This semester the senior design team, Aeris Industries, in Dr. Jeff Ashworth’s class was hard at work designing a new airlift vehicle for the military. This concept was unique, as the parameters for design were not given from a competition, but rather from a memo issued by the military requesting information on aircraft designs that can surpass the present capabilities of the nation’s airlift vehicles.
Aeris Industries named their plane the Magnavis, Latin for “big bird,” and it is an impressive airplane. Modeled after present planes like the C-130 and Boeing 737, the Magnavis is designed to carry up to 42 tons of equipment, ranging anywhere from troops to supplies to medium weight vehicles. Instead of being propeller-driven like the C-130, the Magnavis boasts next generation turbofan jet engines, which allow it to fly at Mach 0.70 while fully loaded.

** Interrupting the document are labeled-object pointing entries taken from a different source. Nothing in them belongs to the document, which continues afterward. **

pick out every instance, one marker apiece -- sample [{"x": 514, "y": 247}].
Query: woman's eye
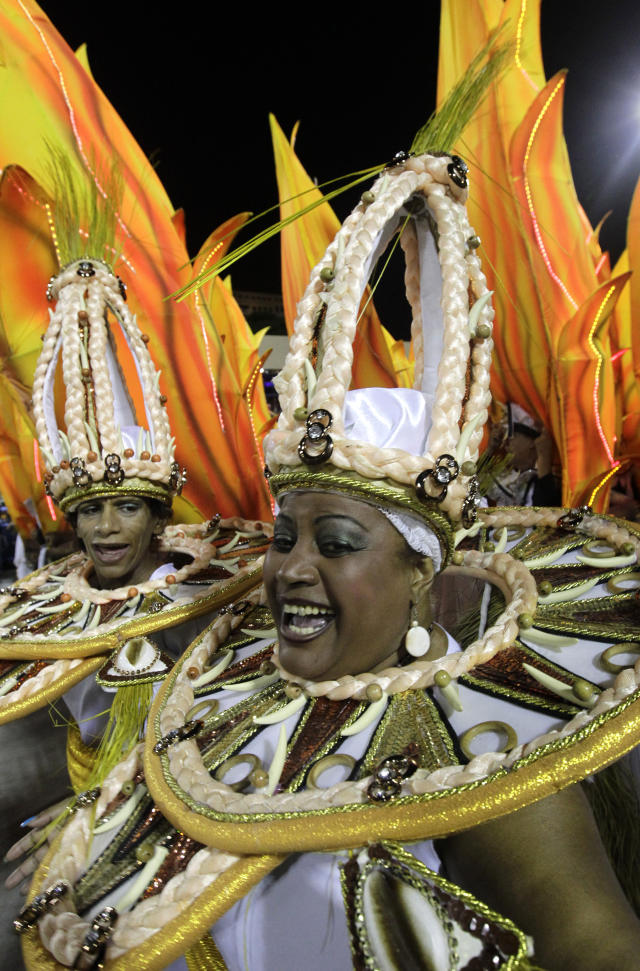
[{"x": 283, "y": 543}]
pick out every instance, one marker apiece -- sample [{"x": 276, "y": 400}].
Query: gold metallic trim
[
  {"x": 548, "y": 769},
  {"x": 179, "y": 934},
  {"x": 104, "y": 642},
  {"x": 131, "y": 486},
  {"x": 204, "y": 956},
  {"x": 374, "y": 491},
  {"x": 44, "y": 696}
]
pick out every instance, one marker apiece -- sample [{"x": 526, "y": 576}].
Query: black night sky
[{"x": 196, "y": 93}]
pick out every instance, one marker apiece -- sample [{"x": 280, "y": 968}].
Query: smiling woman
[
  {"x": 323, "y": 580},
  {"x": 300, "y": 761}
]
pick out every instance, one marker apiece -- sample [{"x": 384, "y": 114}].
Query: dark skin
[
  {"x": 545, "y": 866},
  {"x": 117, "y": 533}
]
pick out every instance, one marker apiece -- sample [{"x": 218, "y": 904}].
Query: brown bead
[{"x": 259, "y": 778}]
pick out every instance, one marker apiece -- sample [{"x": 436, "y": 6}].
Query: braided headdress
[
  {"x": 106, "y": 449},
  {"x": 357, "y": 442}
]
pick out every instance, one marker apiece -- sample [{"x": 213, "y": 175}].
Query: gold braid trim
[
  {"x": 103, "y": 642},
  {"x": 131, "y": 486},
  {"x": 373, "y": 491},
  {"x": 176, "y": 937},
  {"x": 430, "y": 815},
  {"x": 80, "y": 758},
  {"x": 13, "y": 710},
  {"x": 205, "y": 956}
]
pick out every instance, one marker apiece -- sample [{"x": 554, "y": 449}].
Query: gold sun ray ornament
[{"x": 565, "y": 347}]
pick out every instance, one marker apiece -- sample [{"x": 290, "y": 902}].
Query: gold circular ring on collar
[
  {"x": 481, "y": 729},
  {"x": 599, "y": 549},
  {"x": 618, "y": 584},
  {"x": 209, "y": 705},
  {"x": 328, "y": 762},
  {"x": 231, "y": 762},
  {"x": 513, "y": 533},
  {"x": 614, "y": 651}
]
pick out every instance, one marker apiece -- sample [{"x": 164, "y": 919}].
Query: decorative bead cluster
[
  {"x": 41, "y": 904},
  {"x": 185, "y": 731},
  {"x": 440, "y": 476},
  {"x": 457, "y": 172},
  {"x": 573, "y": 518},
  {"x": 387, "y": 778},
  {"x": 471, "y": 503},
  {"x": 318, "y": 423},
  {"x": 80, "y": 474},
  {"x": 177, "y": 479},
  {"x": 95, "y": 942},
  {"x": 114, "y": 475}
]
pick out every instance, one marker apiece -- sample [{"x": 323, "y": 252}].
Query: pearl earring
[{"x": 418, "y": 638}]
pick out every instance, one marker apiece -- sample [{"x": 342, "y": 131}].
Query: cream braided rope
[
  {"x": 515, "y": 581},
  {"x": 62, "y": 934},
  {"x": 347, "y": 258},
  {"x": 94, "y": 295},
  {"x": 40, "y": 682},
  {"x": 185, "y": 761}
]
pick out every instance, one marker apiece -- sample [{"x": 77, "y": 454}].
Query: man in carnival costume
[
  {"x": 292, "y": 780},
  {"x": 101, "y": 627}
]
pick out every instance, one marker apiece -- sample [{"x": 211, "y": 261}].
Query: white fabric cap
[
  {"x": 388, "y": 418},
  {"x": 395, "y": 418},
  {"x": 417, "y": 534}
]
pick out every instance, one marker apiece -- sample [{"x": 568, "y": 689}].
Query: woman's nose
[{"x": 105, "y": 524}]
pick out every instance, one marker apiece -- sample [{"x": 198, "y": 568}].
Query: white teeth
[{"x": 305, "y": 611}]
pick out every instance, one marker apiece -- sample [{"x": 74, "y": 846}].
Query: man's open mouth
[
  {"x": 110, "y": 553},
  {"x": 304, "y": 620}
]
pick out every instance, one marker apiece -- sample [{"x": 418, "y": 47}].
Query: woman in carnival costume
[
  {"x": 292, "y": 780},
  {"x": 103, "y": 625}
]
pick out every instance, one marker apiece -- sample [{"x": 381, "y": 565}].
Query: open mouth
[
  {"x": 110, "y": 553},
  {"x": 304, "y": 621}
]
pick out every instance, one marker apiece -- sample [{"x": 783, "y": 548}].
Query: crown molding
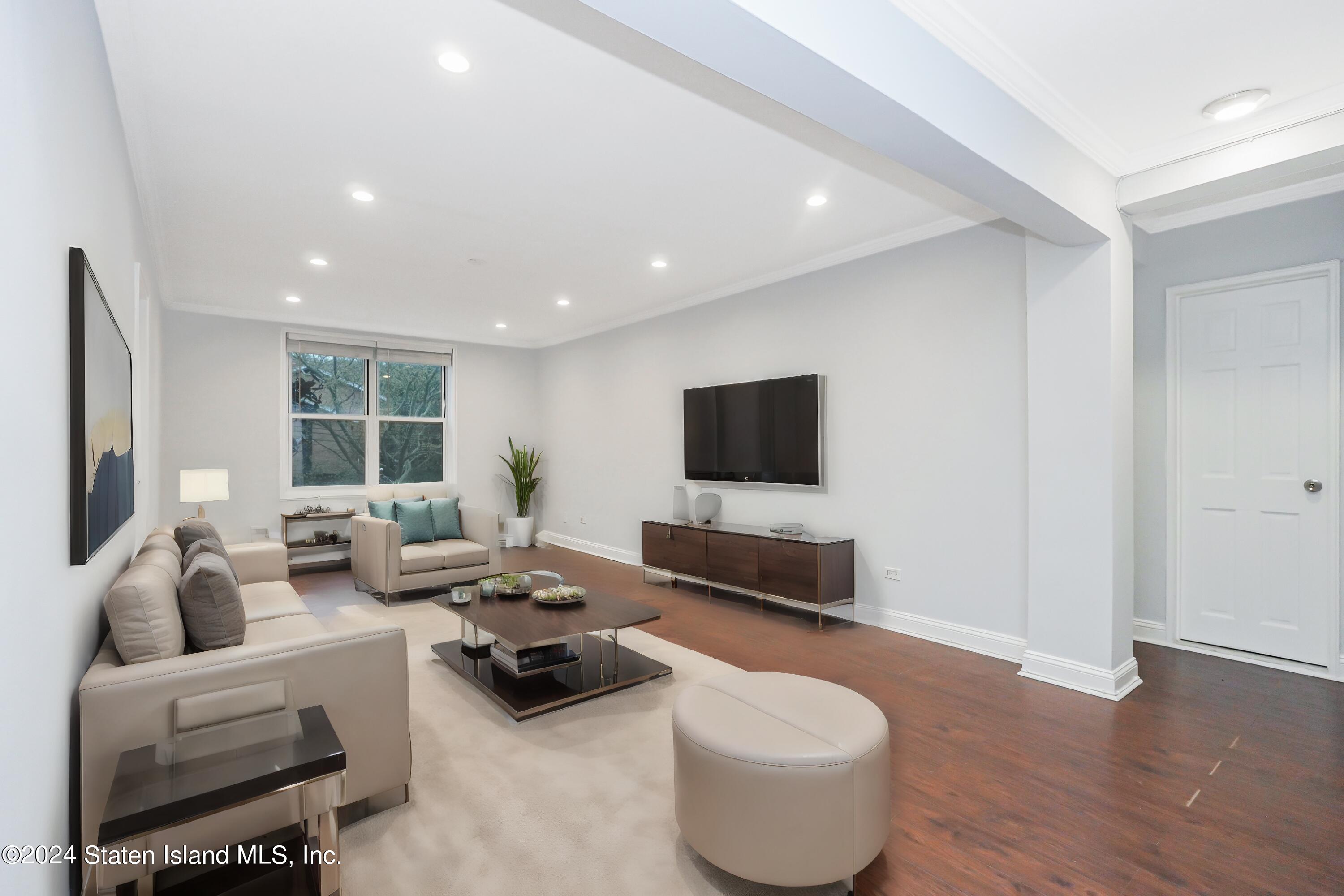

In addition to flying faster than current airlift vehicles, the Magnavis also has improved takeoff and landing capabilities. It is designed to take off and land on surfaces described as austere, improvised, unimproved, and complex landing areas. This means that the Magnavis should be able to land on a surface whether it is paved or not paved, level or uneven. Also, the Magnavis has Short Takeoff and Landing (STOL) capabilities. When fully loaded, it should be able to take off or land within 1,500 to 3,000 feet.
The crew of the Magnavis will consist of two pilots and two loadmasters. Piloting the aircraft should be relatively easy because the cockpit resembles that of a C-130. It is so similar, that pilots should be able to cross-train from one aircraft to the other.
The overall price of the aircraft runs about 77 million dollars a plane, but since the aircraft shares similar parts with other aircraft, repairs and maintenance should be much cheaper.